Optimization Problems

Our goal is to solve problems of the following form: \[\begin{equation}\begin{aligned}\text{minimize } &f(x) \\ \text{subject to } &g_i(x) \leq 0, i = 1,\dots, m \\ &h_j(x) =0, j = 1, \dots, n\end{aligned}\end{equation}\tag{OptPrb}\] where

The $g_i$ and $h_j$ are the explicit constraints. However, there is also the implicit constraint that $x$ must be within intersection of the domains of $f, g_1 \dots, g_m, h_1, \dots, h_n$, i.e., \[\mathcal{D} := \text{dom}(f) \cap \bigcap_{i=1}^{m}\text{dom}(g_i) \cap \bigcap_{j=1}^{n}\text{dom}(h_i).\]

Def. Feasible Point: A point $x \in \mathcal{D}$, is feasible for (OptPrb) if it also satisfies its explicit constraints, i.e., iff \[g_i(x) \leq 0, i = 1, \dots, m,\] and \[h_j(x) = 0, j = 1, \dots, n.\]

We will use $\mathcal{X}$ to denote the set of feasible points. Note that $\mathcal{X} \subseteq \mathcal{D}$.

Def. Feasible Direction: Given a feasible point, $x \in \mathcal{X}$ for (OptPrb), a direction, $v \in \mathbb{R}^n, \|v\|_2 = 1$ is feasible if $\exists T > 0$ for which $x + tv \in \mathcal{X}$ for all $0 \leq t \leq T$.

We will use $\mathcal{V}(x)$ to denote the set of feasible directions from a feasible point, $x$.

Def. Globally-Optimal Point: A feasible point, $x^* \in \mathcal{X}$, is globally optimal for (OptPrb) if \[f(x^*) = \underset{x \in \mathcal{X}}{\text{inf}}\big\lbrace f(x) \big\rbrace.\]

Def.
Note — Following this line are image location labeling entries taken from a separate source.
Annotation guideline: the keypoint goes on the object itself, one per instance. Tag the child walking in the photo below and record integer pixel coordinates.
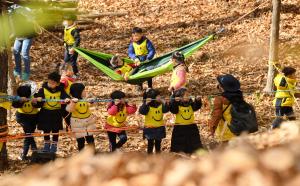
(118, 111)
(82, 120)
(50, 116)
(154, 129)
(27, 117)
(140, 49)
(285, 83)
(185, 135)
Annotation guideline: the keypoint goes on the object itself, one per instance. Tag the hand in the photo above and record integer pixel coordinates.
(67, 100)
(74, 100)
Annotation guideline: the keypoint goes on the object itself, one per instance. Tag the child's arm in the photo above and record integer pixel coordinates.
(71, 106)
(174, 105)
(151, 50)
(197, 104)
(131, 109)
(131, 52)
(37, 96)
(112, 109)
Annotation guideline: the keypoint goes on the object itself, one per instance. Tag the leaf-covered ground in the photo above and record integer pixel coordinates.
(241, 50)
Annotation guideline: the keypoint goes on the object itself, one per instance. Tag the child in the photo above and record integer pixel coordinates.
(121, 67)
(81, 118)
(229, 88)
(178, 79)
(118, 111)
(27, 117)
(153, 109)
(67, 79)
(50, 116)
(285, 83)
(185, 135)
(140, 49)
(71, 40)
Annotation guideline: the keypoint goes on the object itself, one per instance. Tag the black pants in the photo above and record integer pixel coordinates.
(29, 141)
(72, 59)
(112, 136)
(151, 144)
(81, 142)
(280, 112)
(54, 137)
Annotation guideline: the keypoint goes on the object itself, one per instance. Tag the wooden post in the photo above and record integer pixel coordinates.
(274, 41)
(3, 88)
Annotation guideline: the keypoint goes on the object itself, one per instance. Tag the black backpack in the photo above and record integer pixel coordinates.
(243, 118)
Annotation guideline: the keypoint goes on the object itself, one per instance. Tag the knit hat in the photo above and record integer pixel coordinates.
(229, 83)
(76, 90)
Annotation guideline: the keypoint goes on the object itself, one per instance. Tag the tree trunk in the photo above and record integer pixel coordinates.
(3, 112)
(274, 41)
Locally-Optimal Point: A feasible point, $x \in \mathcal{X}$, is locally optimal for (OptPrb) if there exists an $R > 0$, such that $x^*$ is globally optimal for the optimization problem: \[\begin{aligned}\text{minimize } &f(x) \\ \text{subject to } &g_i(x) \leq 0, i = 1,\dots, m \\ &h_j(x) =0, j = 1, \dots, n \\ & \|x^*- x\|_2 \leq R \end{aligned}.\]

A locally optimal point need not be globally optimal in general.

Definitions and Theorems from Vector Calculus

Looking at (OptPrb), we need to optimize (minimize) a multi-variable scalar function, i.e., a function of the form, $f: \mathbb{R}^n \rightarrow \mathbb{R}$, where $x \mapsto f(x)$. We will use the notation, $\text{dom}(f)$ and $\text{cdm}(f)$ to respectively denote the domain and co-domains of $f$. Note that $\text{dom}(f) \subseteq \mathbb{R}^n$ and $\text{cdm}(f) \subseteq \mathbb{R}$.

Def. Derivative: Let $v \in \mathbb{R}^n, \|v\|_2 = 1$. The $v$-directional derivative of a function, $f: \mathbb{R}^n \rightarrow \mathbb{R}$ is a function, denoted $D_{v}f: \mathbb{R}^n \rightarrow \mathbb{R}$, where $D_vf(z)$ gives the rate of change of $f$ at $z$ in the direction $v$, and is defined point-wise as \[D_{v}f(z) := \lim_{t \rightarrow 0}\frac{f(z + tv) - f(z)}{t}.\] If $v = e^{(i)}$, we call $D_{v}f$ the partial derivative of $f$ w.r.t. $x_i$, and denote it as $\partial f / \partial x_i$.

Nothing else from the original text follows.